A cabala diz que a luz divina sempre está no mesmo lugar, nos esperando, nós é que não sabemos como alcançá-la. Nos últimos tempos, as únicas luzes que me tem chegado são da memória, como Sofie, minha magra namorada francesa, que poderia se desfazer com um vento mais forte e cantava alouete para mim.
Estamos no Quinta da Boa Vista, eu deitado em seu colo. O vento balança as árvores e os pássaros cantam para nós dois e para a vida. Era estranho como uma menina de pernas tão magras poderia ser uma coisa tão especial. Dou risada quando penso nas meninas de hoje. Na verdade, não é bem uma risada. È outra coisa do universo romântico. Um jeito que não é todo mundo que entende.

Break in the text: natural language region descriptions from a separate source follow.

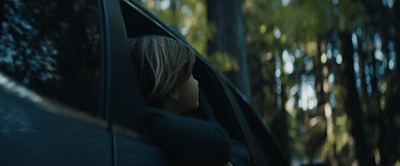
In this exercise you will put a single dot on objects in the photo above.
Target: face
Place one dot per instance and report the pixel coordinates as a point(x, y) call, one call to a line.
point(187, 95)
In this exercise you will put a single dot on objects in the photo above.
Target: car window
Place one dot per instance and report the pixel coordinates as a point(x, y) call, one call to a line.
point(53, 48)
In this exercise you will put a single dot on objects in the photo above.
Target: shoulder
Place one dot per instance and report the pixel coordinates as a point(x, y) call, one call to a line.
point(188, 138)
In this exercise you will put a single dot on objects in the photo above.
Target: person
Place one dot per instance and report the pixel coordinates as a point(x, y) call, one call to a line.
point(164, 70)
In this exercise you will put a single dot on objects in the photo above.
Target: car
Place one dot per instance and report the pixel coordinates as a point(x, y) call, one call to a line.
point(69, 94)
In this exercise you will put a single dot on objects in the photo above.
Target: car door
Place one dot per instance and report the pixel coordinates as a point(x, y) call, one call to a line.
point(123, 98)
point(52, 85)
point(219, 100)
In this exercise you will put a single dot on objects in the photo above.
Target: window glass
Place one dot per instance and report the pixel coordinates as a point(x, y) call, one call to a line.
point(53, 48)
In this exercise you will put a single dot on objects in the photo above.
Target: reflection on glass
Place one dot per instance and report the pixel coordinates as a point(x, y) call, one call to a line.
point(53, 48)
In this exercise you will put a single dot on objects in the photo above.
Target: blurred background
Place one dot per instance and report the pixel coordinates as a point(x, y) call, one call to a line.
point(322, 73)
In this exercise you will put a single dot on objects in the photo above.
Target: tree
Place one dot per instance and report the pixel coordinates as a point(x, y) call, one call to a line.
point(229, 41)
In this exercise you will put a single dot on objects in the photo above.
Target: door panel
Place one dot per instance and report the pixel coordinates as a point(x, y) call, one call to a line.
point(32, 136)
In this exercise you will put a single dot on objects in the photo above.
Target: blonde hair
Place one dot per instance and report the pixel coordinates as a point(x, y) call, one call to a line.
point(162, 64)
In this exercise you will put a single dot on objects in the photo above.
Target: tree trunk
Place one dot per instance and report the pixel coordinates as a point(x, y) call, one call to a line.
point(352, 105)
point(228, 18)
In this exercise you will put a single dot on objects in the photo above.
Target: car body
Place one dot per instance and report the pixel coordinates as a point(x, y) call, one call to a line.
point(69, 94)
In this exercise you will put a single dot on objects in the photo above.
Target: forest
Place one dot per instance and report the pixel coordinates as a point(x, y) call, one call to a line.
point(323, 74)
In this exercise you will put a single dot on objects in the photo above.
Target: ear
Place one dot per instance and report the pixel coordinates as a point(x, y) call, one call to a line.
point(174, 94)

O ano é 1996. Sofie é dona de umas três lojas de artigos femininos na Zona Sul. Eu sou uma promessa literária, na agonia entre a fama e o anonimato. Ela tem 24 anos. Eu farei trinta. A gente se beija e o Rio de Janeiro entra no grande roteiro romântico do universo. Eu lambo os lábios dela, ela sorri; rimos e brincamos com o bolo de fubá. Ela me chama de Marcelo, como minha mãe. Com seu sotaque, parece mais que um carinho, o êxtase supremo. Um dia ela me pede em casamento.

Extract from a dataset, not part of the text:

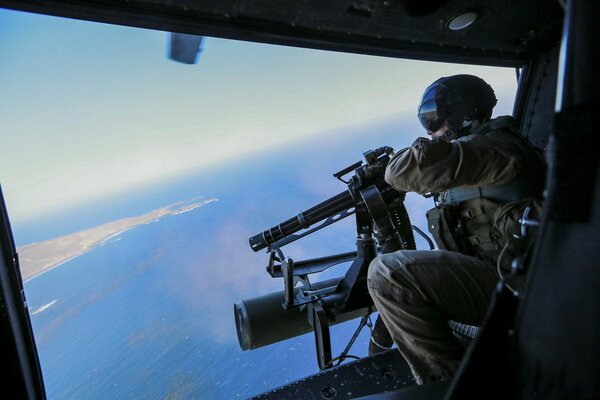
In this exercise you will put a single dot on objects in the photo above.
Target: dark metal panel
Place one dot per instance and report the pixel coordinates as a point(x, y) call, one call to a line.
point(383, 28)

-- Vamos casar, Marcelooo?
-- Você sabe que ,entre eu e você, tem a mamãe. Não posso deixar minha mãe sozinha.
-- Vamos levá-la. Na França, você tem mais chance. Aqui você pode se tornar um gênio incompreendido.
-- Por que você não fica?
Ela apenas sorri, melancolicamente.
Os dias estão se aproximando e nos amamos como se fosse sempre uma despedida. Eu lambia-lhes os pés e aquilo era minha glória. Que me importava o Camões, se eu tinha Sofie? Ela era o sagrado e a sagração; nesse tempo, nasciam flores onde eu pisava e tudo que eu bebia, dava inveja aos deuses. Sofie acreditava que eu seria um mito das letras. Às vezes, todavia, ela se queixava quase em frances.
-- Eu só tenho Você aqui , Marcelooo.
Um dia, o inevitável, no aeroporto Internacional.
-- Por que você tem mesmo de ir embora?
-- Não sei viver com gente sem cultura. Se você não casa comigo, prefiro voltar para Marselha.
Foi assim que Sofie me deixou sozinho no país. E sem suas pernas magras de ninfa, para que eu pudesse continuar.